I do not see this as a necessary requirement. We both know many examples when people who create outstanding films did not study at special institutions. However, it is necessary to study cinema, to understand its intricacies. In the end, you have to get a feel. It does not matter whether it is online courses or watching movies in a video rental.
- What is more difficult – to start or to continue? What exactly did you have to overcome to do this or that?
Getting started is always harder. I can compare it to a large train, which is slowly picking up speed. So is the creation of a film, all the most complex and difficult stages are at the beginning, in preparation, in assembling a team.
- What is the most important lesson you had to learn that had a positive impact on your film? How did this lesson come about?
I think it’s freedom of expression and lack of editing and censorship. When you make a work the way you intended it comes out smoother, without compromise. Also, you must be prepared to do everything by yourself.
- What production realities, from casting to editing, did you have to consider? How did you deal with those compromises or surprises and still end up with a coherent film?
It was all about the film’s budget. We understood that we could not afford famous actors, expensive scenery and other things. Everything was done on our own, and it is worth noting that this is not always a bad thing. Yes, it creates certain inconveniences, but it does not always affect the result.
- What was the most difficult artistic choice you made when making a film, at any stage of production?
Right on the first day of shooting, the approved actress refused to act. Imagine, literally the entire film crew was at the location, everything was ready, but she did not show herself. Fortunately, we later found and approved an actress who fit even better.

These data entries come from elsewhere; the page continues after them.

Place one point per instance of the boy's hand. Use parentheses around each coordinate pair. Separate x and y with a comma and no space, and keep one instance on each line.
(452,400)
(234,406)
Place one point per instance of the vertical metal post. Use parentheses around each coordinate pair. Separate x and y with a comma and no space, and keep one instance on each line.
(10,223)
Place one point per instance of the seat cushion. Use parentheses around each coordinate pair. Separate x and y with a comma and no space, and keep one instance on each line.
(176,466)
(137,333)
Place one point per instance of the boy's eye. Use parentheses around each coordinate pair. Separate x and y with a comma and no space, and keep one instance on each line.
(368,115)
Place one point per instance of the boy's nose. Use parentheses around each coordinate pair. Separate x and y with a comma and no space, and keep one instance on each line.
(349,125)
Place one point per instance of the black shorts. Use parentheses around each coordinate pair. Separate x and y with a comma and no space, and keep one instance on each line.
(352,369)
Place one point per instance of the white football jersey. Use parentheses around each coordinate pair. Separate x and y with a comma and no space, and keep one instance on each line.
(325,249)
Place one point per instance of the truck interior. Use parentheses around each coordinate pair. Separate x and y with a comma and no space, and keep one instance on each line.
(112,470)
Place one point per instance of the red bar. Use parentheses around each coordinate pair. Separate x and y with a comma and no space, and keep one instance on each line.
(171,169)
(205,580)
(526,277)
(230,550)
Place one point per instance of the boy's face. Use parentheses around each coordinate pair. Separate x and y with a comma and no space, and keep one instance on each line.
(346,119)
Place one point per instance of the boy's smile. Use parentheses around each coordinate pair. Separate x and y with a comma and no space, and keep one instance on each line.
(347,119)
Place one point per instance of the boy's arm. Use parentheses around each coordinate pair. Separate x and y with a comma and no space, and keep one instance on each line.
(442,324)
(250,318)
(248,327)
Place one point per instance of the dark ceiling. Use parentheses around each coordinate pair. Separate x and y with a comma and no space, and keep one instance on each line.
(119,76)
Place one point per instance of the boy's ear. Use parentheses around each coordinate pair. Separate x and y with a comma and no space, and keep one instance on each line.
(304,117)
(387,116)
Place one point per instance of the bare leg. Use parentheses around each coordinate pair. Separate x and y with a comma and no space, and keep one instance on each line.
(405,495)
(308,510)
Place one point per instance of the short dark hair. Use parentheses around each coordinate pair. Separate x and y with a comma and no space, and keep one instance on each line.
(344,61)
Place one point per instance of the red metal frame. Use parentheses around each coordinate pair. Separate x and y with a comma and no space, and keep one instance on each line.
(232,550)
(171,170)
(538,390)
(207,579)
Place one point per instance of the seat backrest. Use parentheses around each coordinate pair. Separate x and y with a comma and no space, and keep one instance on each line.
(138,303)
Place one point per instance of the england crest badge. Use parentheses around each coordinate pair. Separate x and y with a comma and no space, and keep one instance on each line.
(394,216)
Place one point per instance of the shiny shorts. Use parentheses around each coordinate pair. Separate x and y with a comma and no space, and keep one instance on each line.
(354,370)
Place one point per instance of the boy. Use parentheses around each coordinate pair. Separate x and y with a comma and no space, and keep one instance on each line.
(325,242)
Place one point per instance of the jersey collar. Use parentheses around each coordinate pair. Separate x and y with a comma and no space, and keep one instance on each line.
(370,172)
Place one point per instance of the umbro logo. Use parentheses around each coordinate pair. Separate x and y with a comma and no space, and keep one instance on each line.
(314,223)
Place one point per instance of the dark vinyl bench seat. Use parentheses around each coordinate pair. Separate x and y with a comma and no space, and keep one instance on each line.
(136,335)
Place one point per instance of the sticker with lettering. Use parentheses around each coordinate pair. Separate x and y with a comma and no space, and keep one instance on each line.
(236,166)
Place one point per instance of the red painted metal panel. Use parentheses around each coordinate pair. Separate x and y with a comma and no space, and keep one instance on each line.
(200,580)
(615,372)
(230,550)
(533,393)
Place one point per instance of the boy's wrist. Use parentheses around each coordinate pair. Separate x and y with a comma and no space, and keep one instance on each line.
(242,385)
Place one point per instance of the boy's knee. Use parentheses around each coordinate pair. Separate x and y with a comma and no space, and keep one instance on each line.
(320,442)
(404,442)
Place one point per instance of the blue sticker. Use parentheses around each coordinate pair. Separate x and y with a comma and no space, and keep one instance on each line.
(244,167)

- You are a part of a team. How did you find your team members and how do you manage to maintain strong relationships with them?
The main team members know each other for a long time. With others we made friends in the process and continue to work. Actually, this project is unique, we were driven by the idea and interest.
- What do the audience want? And is it the director’s role to worry about it?
Perhaps this is a question for the producers. The director shoots for himself.
- What role have film festivals played in your life so far? Why are they needed? How do you get the most out of them?
To be honest, this is the first experience in film festivals. But the need for them definitely exists, they allow you to draw attention to your film and give you inspiration for further work.
- Do you think a director should be original and fresh or should he or she stick to a classic but safe film style?
If we are talking about a short film festival, then the organizers literally say: “We are looking for new, fresh views”. Otherwise, everything is at the discretion of the director and his audience.